Las Chivas de la era moderna, producto de la mercadotecnia y el bla, bla, bla de su dueño, quedaron fuera de la Copa Libertadores, a la que por cierto llegaron impuestos por los patrocinadores ya que anunciantes y televidentes de México y Estados Unidos estarían pegados al televisor, imponiendo un récord Guiness con el raiting; es decir, no lucieron nada para ganar su participación, sólo los impusieron, pero como no tienen plantel, hasta ahí llegaron.
Si yo fuera ingenuo, escribiría, al escuchar las palabras de Vergara: “Seremos campeones de la Libertadores, los jugadores me lo prometieron como regalo de bodas”. Es cierto y creo en la palabra de los jugadores ya que el señor Vergara todo lo merece.
Si yo fuera optimista escribiría: “Sin duda que los jugadores de Chivas serán campeones de la Libertadores, porque tienen el deseo de darle un regalazo de boda a su patrón.
Si yo fuera pesimista, escribiría: “Vergara se va a quedar sin regalo, ni siquiera tienen plantel para jugar los dos torneos”, pero yo que soy realista escribo: “¿Cómo es posible que el señor Vergara les pida un regalo de ese tamaño?”.
Primero, porque no contrató a ningún jugador para hacer un plantel competitivo en los dos torneos, a pesar de que el entrenador de juveniles de su equipo quería jugadores; les vendió la idea de que los jóvenes eran la solución; si no tienen un plantel grande, menos para dos torneos.
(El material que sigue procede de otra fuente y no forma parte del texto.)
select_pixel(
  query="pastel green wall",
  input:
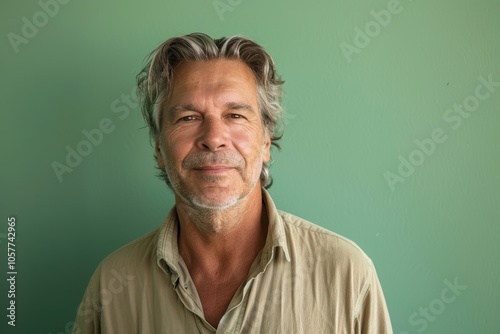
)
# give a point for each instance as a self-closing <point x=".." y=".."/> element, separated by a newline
<point x="347" y="123"/>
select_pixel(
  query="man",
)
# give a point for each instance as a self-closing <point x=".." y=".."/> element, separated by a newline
<point x="226" y="260"/>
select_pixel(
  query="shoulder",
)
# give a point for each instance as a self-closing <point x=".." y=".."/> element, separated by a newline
<point x="305" y="238"/>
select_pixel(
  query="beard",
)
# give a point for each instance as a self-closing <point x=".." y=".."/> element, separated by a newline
<point x="196" y="199"/>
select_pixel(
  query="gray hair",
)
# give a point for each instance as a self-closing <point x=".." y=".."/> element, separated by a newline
<point x="154" y="81"/>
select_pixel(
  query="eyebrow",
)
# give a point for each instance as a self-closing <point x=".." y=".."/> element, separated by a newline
<point x="191" y="107"/>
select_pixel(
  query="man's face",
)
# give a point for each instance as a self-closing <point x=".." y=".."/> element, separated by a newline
<point x="213" y="144"/>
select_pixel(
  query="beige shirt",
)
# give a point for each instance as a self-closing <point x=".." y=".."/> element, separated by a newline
<point x="306" y="279"/>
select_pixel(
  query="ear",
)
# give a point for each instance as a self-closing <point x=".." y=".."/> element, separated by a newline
<point x="267" y="148"/>
<point x="159" y="155"/>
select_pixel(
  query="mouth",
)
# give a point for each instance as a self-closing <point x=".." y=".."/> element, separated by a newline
<point x="213" y="169"/>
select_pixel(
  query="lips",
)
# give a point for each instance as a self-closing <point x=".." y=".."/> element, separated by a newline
<point x="214" y="169"/>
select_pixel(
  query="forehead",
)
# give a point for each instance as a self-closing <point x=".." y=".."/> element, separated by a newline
<point x="213" y="76"/>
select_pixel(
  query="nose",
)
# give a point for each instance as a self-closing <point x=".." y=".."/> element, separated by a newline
<point x="213" y="134"/>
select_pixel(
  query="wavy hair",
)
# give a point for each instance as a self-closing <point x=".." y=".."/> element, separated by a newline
<point x="154" y="81"/>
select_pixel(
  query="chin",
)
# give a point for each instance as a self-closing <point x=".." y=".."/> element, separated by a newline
<point x="215" y="205"/>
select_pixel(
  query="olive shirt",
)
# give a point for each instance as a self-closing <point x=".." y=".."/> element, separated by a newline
<point x="306" y="279"/>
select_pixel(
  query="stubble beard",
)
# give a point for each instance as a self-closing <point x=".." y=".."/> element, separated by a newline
<point x="213" y="217"/>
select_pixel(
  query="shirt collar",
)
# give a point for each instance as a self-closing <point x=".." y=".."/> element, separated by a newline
<point x="167" y="253"/>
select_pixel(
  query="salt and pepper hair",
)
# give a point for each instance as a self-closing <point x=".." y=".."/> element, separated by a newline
<point x="155" y="81"/>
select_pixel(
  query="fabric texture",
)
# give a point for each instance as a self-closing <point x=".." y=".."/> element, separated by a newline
<point x="306" y="279"/>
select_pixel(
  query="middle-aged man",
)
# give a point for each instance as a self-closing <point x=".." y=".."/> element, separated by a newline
<point x="226" y="260"/>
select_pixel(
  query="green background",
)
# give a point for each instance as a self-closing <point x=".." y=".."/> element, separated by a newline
<point x="347" y="124"/>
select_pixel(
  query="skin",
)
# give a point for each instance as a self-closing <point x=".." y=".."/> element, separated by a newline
<point x="212" y="146"/>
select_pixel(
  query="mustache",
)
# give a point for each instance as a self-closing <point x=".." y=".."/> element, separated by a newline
<point x="201" y="159"/>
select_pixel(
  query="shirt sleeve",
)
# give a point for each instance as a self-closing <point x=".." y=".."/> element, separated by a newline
<point x="89" y="313"/>
<point x="372" y="316"/>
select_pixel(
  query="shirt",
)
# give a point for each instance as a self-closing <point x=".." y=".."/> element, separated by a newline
<point x="306" y="279"/>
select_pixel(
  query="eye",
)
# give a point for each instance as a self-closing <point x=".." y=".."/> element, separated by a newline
<point x="189" y="118"/>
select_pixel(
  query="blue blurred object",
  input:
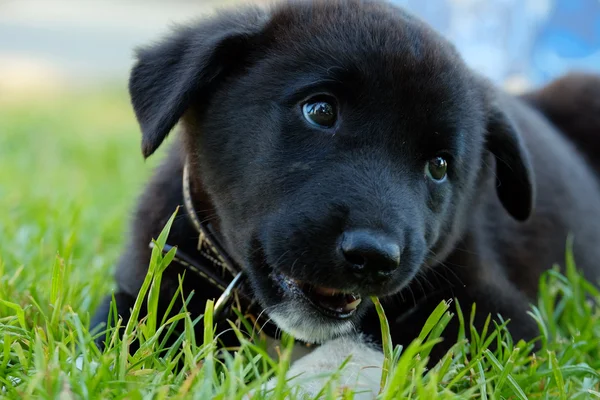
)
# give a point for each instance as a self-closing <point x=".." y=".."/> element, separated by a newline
<point x="525" y="41"/>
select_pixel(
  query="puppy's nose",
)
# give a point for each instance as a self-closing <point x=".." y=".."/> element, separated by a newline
<point x="369" y="252"/>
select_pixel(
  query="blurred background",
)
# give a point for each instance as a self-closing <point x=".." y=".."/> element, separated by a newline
<point x="70" y="160"/>
<point x="48" y="43"/>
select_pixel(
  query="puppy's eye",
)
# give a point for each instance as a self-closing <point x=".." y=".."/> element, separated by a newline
<point x="436" y="169"/>
<point x="320" y="112"/>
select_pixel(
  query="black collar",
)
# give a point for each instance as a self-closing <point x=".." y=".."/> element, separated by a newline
<point x="216" y="267"/>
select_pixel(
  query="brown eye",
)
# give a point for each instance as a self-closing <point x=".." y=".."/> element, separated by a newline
<point x="436" y="169"/>
<point x="320" y="113"/>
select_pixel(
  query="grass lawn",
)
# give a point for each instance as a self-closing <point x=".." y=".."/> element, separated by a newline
<point x="70" y="168"/>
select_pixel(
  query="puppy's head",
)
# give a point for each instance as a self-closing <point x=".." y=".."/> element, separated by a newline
<point x="341" y="143"/>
Sus jugadores claves ya están en la orilla del camino y para ser campeón también se ocupa un entrenador con experiencia, capacidad y personalidad, no un entrenador impuesto al “Sí Señor”, “Lo que Usted diga mi Señor” y con un cero en lo que se denomina estrategia.
Lo peor, es que este dueño será de los que escojan al nuevo entrenador de la Selección Nacional.